The fungal pathogen Hymenoscyphus fraxineus is the causal agent for ash dieback which has been a significant problem in UK forestry since its introduction in 2012. As the disease has spread across the UK, the health and structural integrity of affected ash trees has become an increasing management concern. One environment particularly hard hit by ash dieback is roadside hedgerows where ash is often a dominant tree species.

In order to consider the potential for remote sensing imaging technologies to provide a means of detecting and monitoring decline in ash trees situated in hedgerows, 2Excel Geo investigated the potential applications of airborne and satellite platforms. The selection of the optimal remote sensing platform is largely dependent on spatial resolution and coverage requirements. Previous scientific studies have demonstrated use cases for both platforms in the monitoring of disease in forest environments (Abdel-Rahman et al., 2014; Zarco-Tejada et al., 2018).

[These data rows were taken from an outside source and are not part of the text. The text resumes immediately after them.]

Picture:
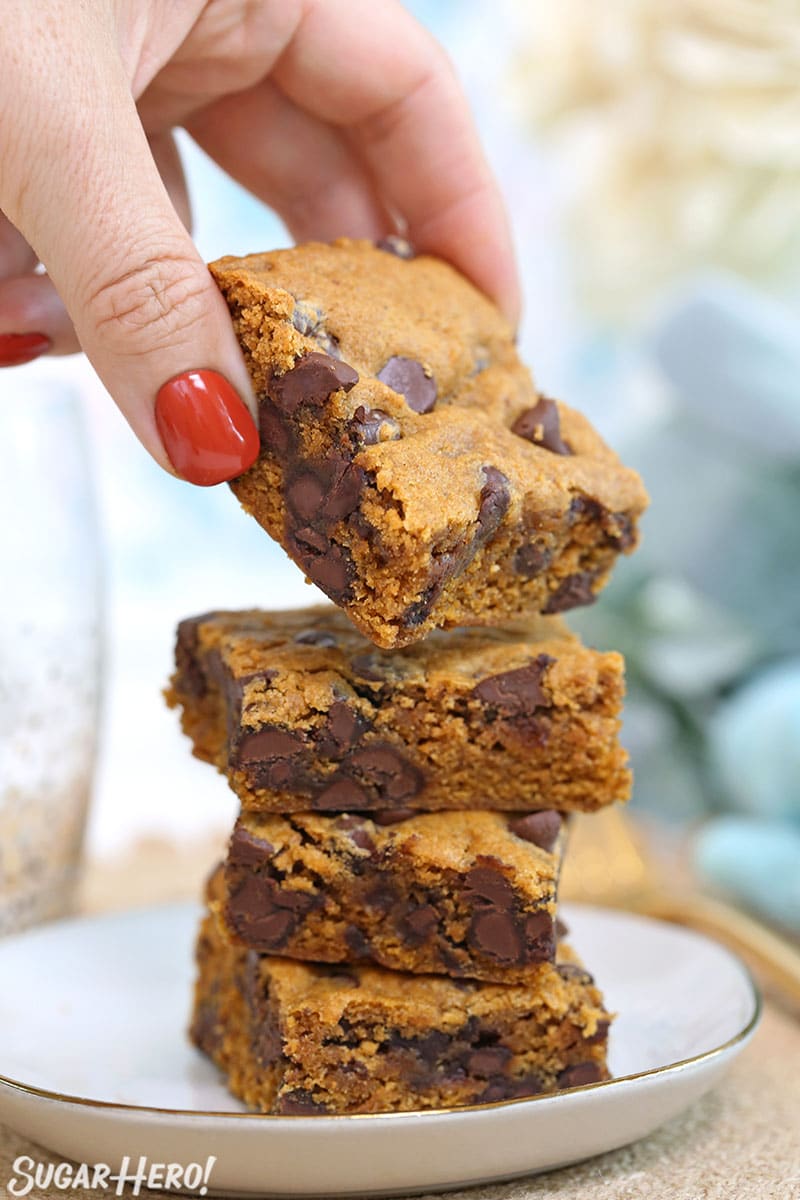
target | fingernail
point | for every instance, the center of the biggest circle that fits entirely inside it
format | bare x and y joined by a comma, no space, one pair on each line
18,348
205,427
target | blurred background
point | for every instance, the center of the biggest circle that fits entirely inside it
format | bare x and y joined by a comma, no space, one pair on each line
651,165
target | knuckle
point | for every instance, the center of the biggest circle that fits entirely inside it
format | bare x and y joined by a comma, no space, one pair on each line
150,305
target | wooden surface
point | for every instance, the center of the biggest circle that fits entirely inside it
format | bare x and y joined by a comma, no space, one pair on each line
739,1143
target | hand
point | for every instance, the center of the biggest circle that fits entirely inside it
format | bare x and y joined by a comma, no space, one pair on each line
340,114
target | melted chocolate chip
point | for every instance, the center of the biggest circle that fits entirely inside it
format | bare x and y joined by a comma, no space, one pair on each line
247,849
409,378
541,828
392,816
311,381
517,693
372,425
571,593
541,426
579,1074
397,246
493,503
314,637
531,559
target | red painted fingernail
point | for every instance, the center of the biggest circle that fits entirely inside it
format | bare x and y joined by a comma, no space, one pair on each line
206,427
18,348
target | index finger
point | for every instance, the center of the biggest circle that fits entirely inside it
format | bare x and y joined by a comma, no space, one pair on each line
371,67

The launch of the Sentinel-2a and 2b satellites in 2015 and 2017 has provided medium-resolution (10m+) multi-spectral imagery with high temporal resolution and a cost-effective opportunity to address challenges across all environmental sectors. To provide a comparison, airborne hyperspectral imagery was collected by 2Excel Geo at a resolution of 0.3 m for a hedgerow environment in Northamptonshire, England affected by ash dieback.

The aim of this particular case study was to compare the spatial resolution provided by the two platforms in relation to their potential applications in the assessment of ash trees in roadside hedgerows. Ground data regarding the location and crown dieback was acquired for 41 ash trees situated within the hedgerow.

In more expansive forest areas, such as coniferous plantations, the impact of larger pixels is less problematic for disease monitoring as neighbouring trees of the same species will provide reflectance values more indicative of the vegetation characteristics. As a result, satellite platforms have previously been reported as an effective means of monitoring large-scale plantation environments in Canada and Scandinavia. Nevertheless, cloud cover presents a significant obstacle to the utilisation of optical data from satellites in certain regions of the world.

In the case of ash dieback assessment in roadside hedgerows in the UK, airborne or UAV systems which provide high-resolution remotely sensed datasets would be a more effective platform for data collection. The collection of imagery where single pixels can be solely associated with tree crowns will provide a more accurate means of characterising canopy condition.